Yes, tango is “more difficult” for the leaders than for the followers, at first. But the journey of the follower dancer is paved with its own hardships: the following technique is precise and requires a long training. Here are the three main skills a follower will have to develop throughout her/his tango journey.
It’s the first thing a follower needs to focus on. If she is not able to keep her own axis during the turning figures (ochos, giros…), or is not light while walking, she will soon run out of partners: It is incredibly difficult for a leader to compensate for his partner’s lack of axis – not to mention painful. Axis is also important for the follower to find the joy of decorating freely, and thus express herself musically.

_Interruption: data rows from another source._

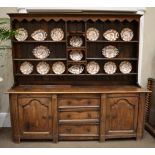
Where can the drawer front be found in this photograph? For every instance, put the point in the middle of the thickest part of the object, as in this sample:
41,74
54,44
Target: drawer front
66,115
79,129
78,102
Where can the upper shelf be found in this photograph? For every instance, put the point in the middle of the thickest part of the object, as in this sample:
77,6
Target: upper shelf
106,41
34,41
80,16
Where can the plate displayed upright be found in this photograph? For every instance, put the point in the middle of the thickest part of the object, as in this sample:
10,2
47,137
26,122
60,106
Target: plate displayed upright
41,52
57,34
43,68
92,34
92,67
58,67
125,67
76,41
76,55
111,35
110,67
110,51
127,34
21,35
39,35
26,68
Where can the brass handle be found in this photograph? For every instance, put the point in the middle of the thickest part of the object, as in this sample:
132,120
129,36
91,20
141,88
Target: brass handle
46,117
68,129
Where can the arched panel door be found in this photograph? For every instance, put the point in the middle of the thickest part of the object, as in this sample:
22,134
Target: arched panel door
35,117
121,117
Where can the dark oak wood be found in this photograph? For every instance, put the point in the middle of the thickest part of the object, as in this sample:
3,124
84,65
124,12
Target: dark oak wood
121,115
35,116
76,24
150,107
76,107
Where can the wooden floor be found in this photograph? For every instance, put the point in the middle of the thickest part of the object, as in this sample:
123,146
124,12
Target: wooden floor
5,141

After a few years of dancing, the follower is often invited by more experienced dancers, who suddenly take her to the next league: where tango is all about freedom and pushing boundaries. Then, she is led steps that she doesn’t know, invented on the moment by her partner. That’s when extreme precision in her following becomes crucial, in terms of size and dynamics of steps, musicality, pausing…
That’s the Holy Grail of following: knowing how to completely follow while still being present and expressing yourself in the embrace. There’s no presence without Axis and Precision, but it goes beyond those two skills. Look at Virginia Pandolfi, for example, or Jimena Hoeffner. There is so much personality in their dancing that they are recognizable among thousands. Developing this skill is why I personally love being a follower.
It’s interesting how what is considered ‘the easy role’ is full of exciting challenges!